Temptation, the first feature from writer/director Richard J. Moir begins with a montage of black and white shots of London before segueing into footage of a ballet dancer. It’s a beautiful opening for an ugly story. Not that there’s a way to make a film about this kind of material that isn’t ugly unless you want to make some Hollywood fairy tale like Pretty Woman.
But Temptation is, in style and substance, about as far from Hollywood as it gets. Shot almost entirely in black and white for just over $1,000 it’s a marriage of grim social realism and film as art. Running just over an hour, it’s an impressive work.
Boy (Richard J. Moir) is a London sex worker. Abused growing up and abused now by clients and his pimp. Temptation mixes slices of that life with what appears to be a visualization of what’s going on in his mind. Given the budget Moir obviously had to rely on talent and imagination here.
The dinner sequence shows just how much he can accomplish with dialogue, a few props, and an empty black background. It’s a scene that manages to be touching and funny and accurate while commenting on one of the most awkward of social events, meeting someone’s family. It is, in its own way, a much more accurate portrayal than those in more realistically structured films.
If you’re wondering why I’m not saying much about the plot, it’s because Temptation doesn’t really have one, per se. There seems to be the thread of one, that Boy is trying to shake off his past and its demons. But there isn’t much in the way of a narrative. The film’s heavily surreal structure is mostly open for interpretation by the viewer.

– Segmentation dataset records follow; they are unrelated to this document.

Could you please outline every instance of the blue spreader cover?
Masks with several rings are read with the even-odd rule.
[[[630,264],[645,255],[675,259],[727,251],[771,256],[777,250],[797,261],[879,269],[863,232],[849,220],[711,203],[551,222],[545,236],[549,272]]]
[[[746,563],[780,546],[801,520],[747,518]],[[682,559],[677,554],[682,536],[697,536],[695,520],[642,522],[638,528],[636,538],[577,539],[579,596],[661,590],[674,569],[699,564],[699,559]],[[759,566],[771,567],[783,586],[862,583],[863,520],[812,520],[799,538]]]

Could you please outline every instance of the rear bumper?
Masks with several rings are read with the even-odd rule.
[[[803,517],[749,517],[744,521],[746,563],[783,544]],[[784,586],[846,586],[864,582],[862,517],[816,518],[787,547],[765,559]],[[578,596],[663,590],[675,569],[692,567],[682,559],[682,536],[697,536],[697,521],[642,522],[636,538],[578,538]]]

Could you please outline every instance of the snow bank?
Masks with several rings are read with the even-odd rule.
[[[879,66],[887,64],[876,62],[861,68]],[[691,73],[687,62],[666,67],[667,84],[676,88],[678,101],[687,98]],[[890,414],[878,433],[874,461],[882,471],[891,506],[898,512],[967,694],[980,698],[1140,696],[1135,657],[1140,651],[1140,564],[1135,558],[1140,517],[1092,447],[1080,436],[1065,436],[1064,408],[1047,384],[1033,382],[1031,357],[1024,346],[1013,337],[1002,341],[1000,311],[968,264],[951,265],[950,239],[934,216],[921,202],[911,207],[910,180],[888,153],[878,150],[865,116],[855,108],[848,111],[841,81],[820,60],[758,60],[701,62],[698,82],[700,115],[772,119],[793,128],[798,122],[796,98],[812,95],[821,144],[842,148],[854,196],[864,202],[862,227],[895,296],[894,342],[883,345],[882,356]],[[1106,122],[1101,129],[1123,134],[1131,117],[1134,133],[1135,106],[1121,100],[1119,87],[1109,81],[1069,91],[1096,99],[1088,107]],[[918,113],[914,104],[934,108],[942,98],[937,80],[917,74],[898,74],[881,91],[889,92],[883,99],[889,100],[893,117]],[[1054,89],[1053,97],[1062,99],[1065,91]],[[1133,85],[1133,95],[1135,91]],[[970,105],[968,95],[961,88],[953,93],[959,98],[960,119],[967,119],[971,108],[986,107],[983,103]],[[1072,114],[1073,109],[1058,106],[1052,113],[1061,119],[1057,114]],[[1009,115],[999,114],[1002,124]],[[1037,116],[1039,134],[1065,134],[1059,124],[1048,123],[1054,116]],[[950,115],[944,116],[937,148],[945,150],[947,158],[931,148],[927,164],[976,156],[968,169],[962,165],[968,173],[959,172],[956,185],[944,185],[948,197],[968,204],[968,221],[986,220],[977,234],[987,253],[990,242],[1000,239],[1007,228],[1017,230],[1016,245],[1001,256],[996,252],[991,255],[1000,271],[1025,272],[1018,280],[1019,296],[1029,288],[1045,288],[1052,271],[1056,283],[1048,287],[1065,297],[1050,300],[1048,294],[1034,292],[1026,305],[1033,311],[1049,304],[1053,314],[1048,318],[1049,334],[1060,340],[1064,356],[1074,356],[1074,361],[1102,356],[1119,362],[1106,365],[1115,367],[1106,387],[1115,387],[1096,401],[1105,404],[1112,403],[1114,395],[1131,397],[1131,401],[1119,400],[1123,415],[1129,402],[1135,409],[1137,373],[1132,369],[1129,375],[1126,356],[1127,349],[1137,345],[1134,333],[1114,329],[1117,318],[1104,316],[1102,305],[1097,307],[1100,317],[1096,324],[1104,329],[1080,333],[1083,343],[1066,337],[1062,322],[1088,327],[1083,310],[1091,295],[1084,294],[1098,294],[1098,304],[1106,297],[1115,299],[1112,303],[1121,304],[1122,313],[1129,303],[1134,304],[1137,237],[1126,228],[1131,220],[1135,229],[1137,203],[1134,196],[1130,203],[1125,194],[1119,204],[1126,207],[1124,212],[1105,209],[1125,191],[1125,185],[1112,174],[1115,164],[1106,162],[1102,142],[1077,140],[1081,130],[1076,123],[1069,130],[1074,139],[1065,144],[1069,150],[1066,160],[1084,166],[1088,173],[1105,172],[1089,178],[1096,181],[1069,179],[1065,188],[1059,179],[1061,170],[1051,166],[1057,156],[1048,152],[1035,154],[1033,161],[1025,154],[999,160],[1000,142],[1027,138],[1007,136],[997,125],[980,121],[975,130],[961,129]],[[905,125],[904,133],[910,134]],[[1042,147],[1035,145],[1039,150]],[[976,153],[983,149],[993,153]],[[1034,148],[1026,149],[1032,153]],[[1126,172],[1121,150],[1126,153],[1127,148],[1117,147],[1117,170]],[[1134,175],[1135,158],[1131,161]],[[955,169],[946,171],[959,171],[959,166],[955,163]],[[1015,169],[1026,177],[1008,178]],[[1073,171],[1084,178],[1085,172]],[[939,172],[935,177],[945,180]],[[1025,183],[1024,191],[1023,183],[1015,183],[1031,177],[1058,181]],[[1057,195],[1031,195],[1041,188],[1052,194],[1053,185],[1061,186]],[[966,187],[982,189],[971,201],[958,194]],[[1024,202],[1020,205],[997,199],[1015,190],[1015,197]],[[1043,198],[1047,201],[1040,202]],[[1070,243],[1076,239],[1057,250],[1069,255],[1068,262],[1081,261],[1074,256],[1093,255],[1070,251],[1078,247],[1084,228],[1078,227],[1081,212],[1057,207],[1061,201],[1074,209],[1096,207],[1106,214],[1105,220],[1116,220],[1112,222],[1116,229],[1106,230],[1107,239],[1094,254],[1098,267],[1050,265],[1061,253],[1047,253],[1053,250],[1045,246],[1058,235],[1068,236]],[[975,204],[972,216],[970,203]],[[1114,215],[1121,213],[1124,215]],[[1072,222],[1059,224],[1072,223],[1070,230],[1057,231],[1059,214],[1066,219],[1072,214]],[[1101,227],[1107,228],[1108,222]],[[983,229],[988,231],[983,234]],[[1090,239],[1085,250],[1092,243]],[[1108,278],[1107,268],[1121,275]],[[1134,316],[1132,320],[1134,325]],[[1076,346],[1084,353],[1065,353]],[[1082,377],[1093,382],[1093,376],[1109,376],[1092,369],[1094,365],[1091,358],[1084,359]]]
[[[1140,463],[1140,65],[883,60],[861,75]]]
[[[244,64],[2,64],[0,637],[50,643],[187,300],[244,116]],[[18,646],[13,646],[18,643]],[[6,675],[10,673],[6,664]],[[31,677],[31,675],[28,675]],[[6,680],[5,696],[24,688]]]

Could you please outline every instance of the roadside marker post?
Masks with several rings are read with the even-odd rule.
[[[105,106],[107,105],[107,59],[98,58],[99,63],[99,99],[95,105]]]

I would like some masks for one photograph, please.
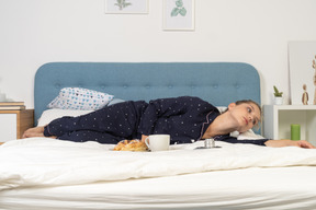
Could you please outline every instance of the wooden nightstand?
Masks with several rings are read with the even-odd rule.
[[[34,126],[34,109],[0,110],[0,142],[21,139]]]

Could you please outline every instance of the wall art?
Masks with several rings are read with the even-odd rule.
[[[108,14],[148,14],[148,0],[104,0]]]
[[[165,31],[194,31],[194,0],[163,0]]]

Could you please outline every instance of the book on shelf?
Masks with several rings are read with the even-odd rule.
[[[24,102],[0,102],[0,106],[23,106]]]
[[[25,105],[13,105],[13,106],[0,105],[0,110],[22,110],[22,109],[25,109]]]

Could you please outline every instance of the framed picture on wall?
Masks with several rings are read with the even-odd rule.
[[[316,40],[289,43],[292,105],[316,105]]]
[[[108,14],[148,14],[148,0],[104,0]]]
[[[165,31],[194,31],[194,0],[163,0]]]

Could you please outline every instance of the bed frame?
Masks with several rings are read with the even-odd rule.
[[[42,66],[36,73],[36,120],[42,112],[47,109],[47,104],[58,95],[59,90],[66,86],[82,86],[108,92],[122,100],[148,101],[157,97],[192,95],[200,96],[216,106],[227,106],[230,102],[244,98],[251,98],[260,104],[259,75],[257,70],[247,63],[53,62]],[[72,172],[74,174],[68,174],[71,182],[66,185],[58,185],[59,179],[56,178],[55,182],[57,182],[57,185],[53,187],[42,185],[43,183],[41,182],[40,185],[32,186],[33,183],[31,182],[31,187],[14,187],[13,185],[11,186],[12,188],[8,190],[0,190],[0,209],[1,207],[8,210],[316,209],[316,167],[313,165],[315,153],[313,153],[313,151],[305,151],[304,149],[271,149],[251,144],[233,145],[225,142],[217,142],[218,144],[221,143],[222,149],[194,150],[195,147],[202,145],[199,143],[203,143],[198,141],[195,142],[198,144],[172,145],[179,147],[179,149],[184,147],[184,149],[171,151],[170,153],[166,152],[166,154],[163,152],[161,154],[136,154],[115,153],[114,151],[109,151],[112,147],[111,144],[98,144],[92,141],[80,144],[68,141],[56,141],[49,138],[33,138],[21,141],[10,141],[10,143],[12,144],[4,143],[1,145],[0,160],[2,160],[3,165],[0,170],[2,168],[1,175],[3,179],[5,179],[9,171],[14,175],[15,179],[19,180],[18,175],[25,170],[30,172],[26,173],[26,175],[31,174],[29,179],[31,178],[32,182],[34,174],[37,174],[36,177],[42,180],[42,177],[45,177],[45,175],[41,176],[44,168],[46,168],[46,172],[47,170],[50,172],[49,165],[53,165],[52,174],[58,176],[60,170],[58,171],[57,168],[59,167],[55,166],[58,164],[67,165],[67,163],[69,163],[69,165],[66,166],[67,171],[65,173],[63,167],[60,178],[65,178],[67,172]],[[115,154],[115,156],[109,156],[109,153],[105,153],[105,151],[111,153],[111,155]],[[183,152],[185,160],[183,156],[179,156],[181,152]],[[108,173],[101,174],[101,168],[103,170],[102,172],[108,172],[108,163],[121,174],[122,171],[116,166],[122,166],[122,162],[115,162],[119,155],[124,158],[123,163],[126,164],[131,163],[128,161],[131,161],[132,158],[140,160],[140,162],[132,161],[135,163],[135,168],[132,167],[129,172],[125,172],[127,175],[131,175],[131,173],[148,172],[148,167],[140,166],[139,168],[139,165],[144,165],[145,162],[147,162],[149,166],[151,166],[153,163],[154,165],[158,163],[159,166],[161,165],[163,172],[169,172],[166,170],[168,167],[165,167],[167,163],[170,163],[168,165],[172,167],[181,163],[179,164],[181,168],[187,170],[191,161],[196,161],[195,164],[193,164],[193,168],[195,168],[196,163],[199,162],[200,164],[201,160],[203,160],[203,162],[205,160],[210,161],[210,164],[214,163],[219,166],[223,166],[222,163],[236,165],[234,160],[236,160],[236,163],[238,163],[238,160],[246,162],[249,160],[250,163],[247,162],[247,164],[251,165],[253,163],[252,161],[263,163],[268,160],[269,163],[267,163],[268,167],[267,165],[263,167],[244,167],[244,165],[235,170],[224,168],[203,173],[159,177],[145,176],[145,178],[128,178],[122,182],[104,179],[104,182],[78,185],[76,184],[78,179],[71,176],[77,175],[80,176],[80,178],[81,176],[89,178],[90,175],[100,175],[101,178],[99,177],[97,180],[103,180],[104,174],[106,175]],[[204,155],[207,155],[207,158]],[[196,159],[192,159],[193,156]],[[199,159],[199,156],[201,159]],[[84,161],[86,158],[88,159],[87,162]],[[179,162],[170,161],[170,158]],[[68,162],[70,159],[75,159],[74,164]],[[224,161],[222,159],[224,159]],[[294,160],[294,162],[291,163],[294,164],[293,166],[289,166],[287,162],[284,162],[286,163],[285,167],[278,166],[278,163],[282,163],[289,159]],[[303,161],[303,159],[305,161]],[[95,161],[94,164],[92,164],[93,160]],[[128,161],[126,162],[125,160]],[[145,162],[143,162],[143,160],[145,160]],[[160,160],[161,162],[159,162]],[[221,160],[223,162],[221,162]],[[21,164],[22,161],[24,161],[24,164]],[[37,165],[34,166],[35,162]],[[298,164],[300,162],[302,164]],[[313,164],[309,162],[313,162]],[[276,166],[272,163],[275,163]],[[46,166],[48,167],[44,167],[45,164],[47,164]],[[10,167],[8,167],[8,165],[10,165]],[[29,165],[31,168],[29,168]],[[91,165],[97,166],[88,167]],[[40,167],[41,170],[38,171]],[[34,173],[32,168],[35,170]],[[122,166],[122,168],[129,167],[125,165]],[[149,168],[156,168],[156,166]],[[124,173],[121,175],[124,175]],[[15,180],[11,175],[8,177],[9,183]],[[18,183],[18,186],[19,184],[27,184],[27,182]]]
[[[260,104],[260,78],[242,62],[49,62],[35,75],[35,125],[60,89],[77,86],[145,100],[199,96],[216,106],[238,100]]]

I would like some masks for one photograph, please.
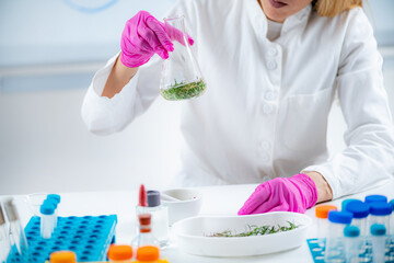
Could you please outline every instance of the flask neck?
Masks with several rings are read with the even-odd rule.
[[[179,41],[182,38],[179,37],[179,33],[182,33],[185,43],[187,43],[184,15],[164,19],[164,23],[165,23],[165,31],[170,35],[172,41],[174,39]],[[185,43],[181,43],[181,44],[185,44]]]

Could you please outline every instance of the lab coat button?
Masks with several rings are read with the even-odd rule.
[[[275,47],[268,49],[268,55],[269,56],[274,57],[277,54],[278,54],[278,50]]]
[[[265,94],[265,99],[267,101],[275,101],[277,98],[278,98],[278,94],[275,91],[267,91]]]
[[[269,155],[268,153],[263,153],[262,155],[262,161],[264,161],[264,162],[269,161]]]
[[[273,105],[270,105],[270,104],[264,104],[264,106],[263,106],[263,112],[265,113],[265,114],[269,114],[269,113],[271,113],[274,111],[274,106]]]
[[[276,67],[277,67],[277,64],[276,64],[275,61],[269,60],[269,61],[267,62],[267,68],[268,68],[269,70],[274,70],[274,69],[276,69]]]
[[[269,150],[269,148],[270,148],[270,144],[269,144],[269,141],[267,141],[267,140],[263,140],[262,142],[260,142],[260,147],[262,147],[262,149],[263,150]]]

This was something well out of my usual wheelhouse and it made a nice change of pace. Temptation is beautifully shot and put together. Moir can be very proud of creating something that looks like it cost a lot more than it did. It obviously won’t be for everyone but for those who enjoy art films, it would be a good choice. It might also be a good film to watch along with the recently reviewed Dementer, which incorporates similar techniques into a more narrative-driven format.